I’d really like a copy of the first Specials LP. My future wife got me a copy for my birthday one year, and I lent it to a friend in Georgia, then moved out of Georgia and haven’t seen that friend since unfortunately. I’d love another copy of that. I also heard Lily Allen did a ska 45 and I’d like to just hear that if it exists. It’d be nice to have the Replacements records on vinyl, but that’s another situation where it’s like $20 for a reissue of the record and I just can’t justify spending that money sometimes… I’d like to find cheap copies of the early presses. That goes for most music.
You’ll be in Australia in a couple of weeks, what are you looking forward to about the tour?

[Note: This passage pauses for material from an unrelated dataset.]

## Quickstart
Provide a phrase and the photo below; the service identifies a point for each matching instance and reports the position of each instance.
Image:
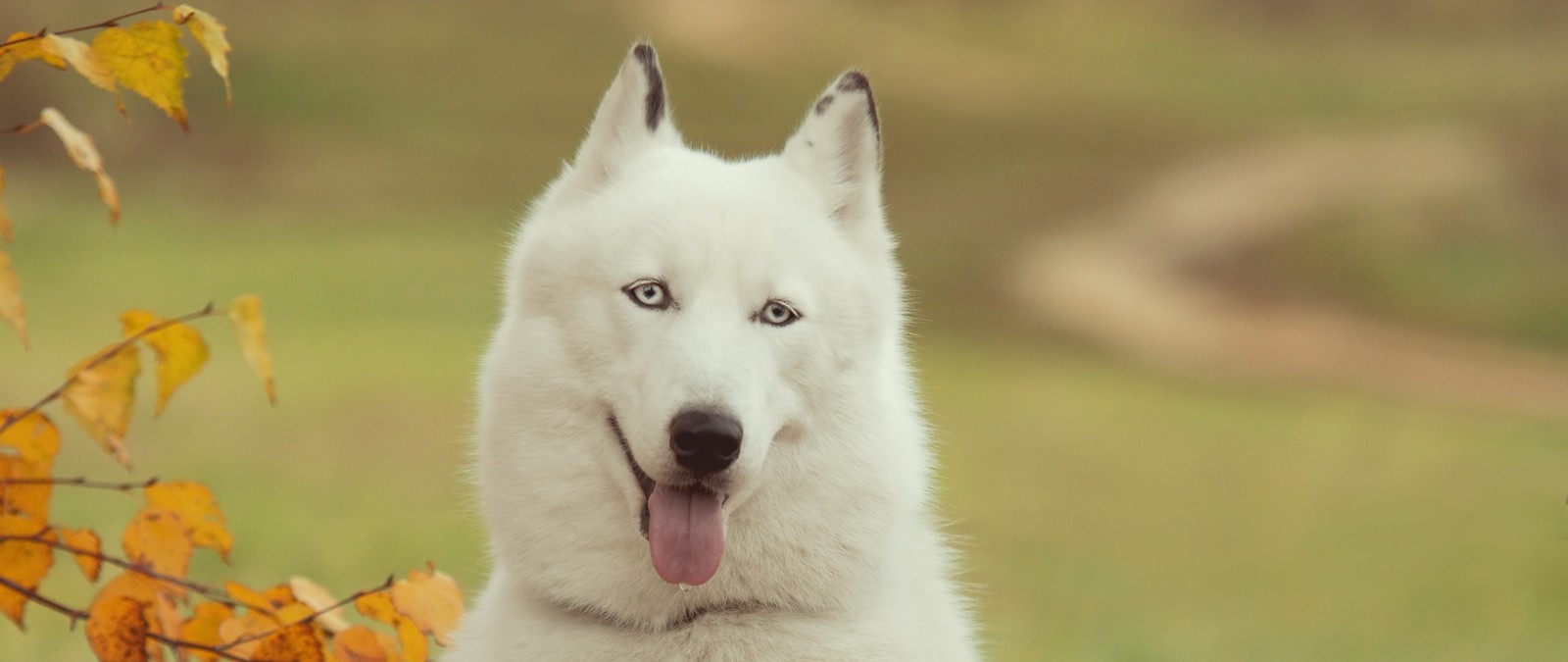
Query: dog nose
(705, 441)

Is “everything” too vague an answer? Being able to travel to another country for free because I wrote a few sad songs is probably the best thing about my life. Honestly. I’m looking forward to seeing a kangaroo, holding a koala, trying vegemite, going swimming, figuring out what the cheap shitty beer in Australia is and drinking too much of it. I also think that our keyboard player Matt might head out for a little bit, and another buddy from the states might join up for a few dates as well and it’ll be fun being in new weird situations with those awesome buds. Also, it seems on my days off I’ll be riding a moped through the countryside of Bali, so that doesn’t sound too bad.
Given it’s the first time in the country, what are you expectations of the shows and the tour?

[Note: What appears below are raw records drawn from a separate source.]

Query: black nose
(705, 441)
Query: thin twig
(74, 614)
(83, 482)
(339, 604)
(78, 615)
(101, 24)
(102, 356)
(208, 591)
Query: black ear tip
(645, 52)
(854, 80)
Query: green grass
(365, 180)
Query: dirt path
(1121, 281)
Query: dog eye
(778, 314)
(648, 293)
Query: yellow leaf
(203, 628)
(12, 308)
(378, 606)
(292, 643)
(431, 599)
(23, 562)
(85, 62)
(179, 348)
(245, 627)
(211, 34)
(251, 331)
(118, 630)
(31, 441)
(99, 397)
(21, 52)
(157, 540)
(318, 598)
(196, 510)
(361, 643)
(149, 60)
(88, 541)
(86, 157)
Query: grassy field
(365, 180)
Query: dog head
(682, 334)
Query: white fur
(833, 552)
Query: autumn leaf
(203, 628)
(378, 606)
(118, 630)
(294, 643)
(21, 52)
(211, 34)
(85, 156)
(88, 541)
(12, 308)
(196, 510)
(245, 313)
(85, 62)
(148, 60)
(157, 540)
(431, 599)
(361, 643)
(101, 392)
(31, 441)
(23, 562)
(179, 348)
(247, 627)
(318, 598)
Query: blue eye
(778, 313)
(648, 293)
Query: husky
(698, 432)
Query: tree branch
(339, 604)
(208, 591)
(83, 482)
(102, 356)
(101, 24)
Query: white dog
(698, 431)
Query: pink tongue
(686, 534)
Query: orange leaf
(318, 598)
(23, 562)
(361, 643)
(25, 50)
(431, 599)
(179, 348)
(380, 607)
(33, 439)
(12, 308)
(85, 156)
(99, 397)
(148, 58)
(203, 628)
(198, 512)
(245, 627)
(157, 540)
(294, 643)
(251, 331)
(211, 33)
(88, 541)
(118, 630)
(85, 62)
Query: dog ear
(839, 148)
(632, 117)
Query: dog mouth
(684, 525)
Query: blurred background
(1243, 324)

The Brazil tour was terrifying and thankfully I was travelling with a group of really kind and fun people who made me feel like I’m at home. Playing for the first time in a new country with the iPod is really scary, because some people show up and are like “WHAT THE FUCK IS THIS? I WAITED FOR THIS?” It was like that in the states when we did the first few iPod tours too, and then eventually when people started understanding that it’s not some karaoke thing, those iPod tours starting going very, very well. On the nights where people don’t have their guard up and open up to having a good time with me, those night are fucking incredible especially in new countries. I don’t know what to expect and it’s all really exciting. These new experiences are honestly what make life worth living for me.
BTMI is renowned for your live shows, if you can tell Australians to bring one thing to the shows, what would that be?
Bring a good attitude? Don’t try to fight me please? That happened a bunch on the last tour, a lot of weird macho aggression, someone even sprained my wrist at one of the dates. So don’t do that, ’cause I really need to be able to play guitar on this one. And don’t try to fight anyone else, or get too drunk and pushy. Just dance and have a good time. Everyone gets to have a good time. And come up and say hi if you wanna come up and say hi. I’m just a normal guy who has a pretty lucky situation. Besides, everyone likes talking about music, movies and books, right?
Are there any questions that you wish we would have asked or parting words for our readers?
The same question no one ever asks me.
Would you like $100? The answer is yes.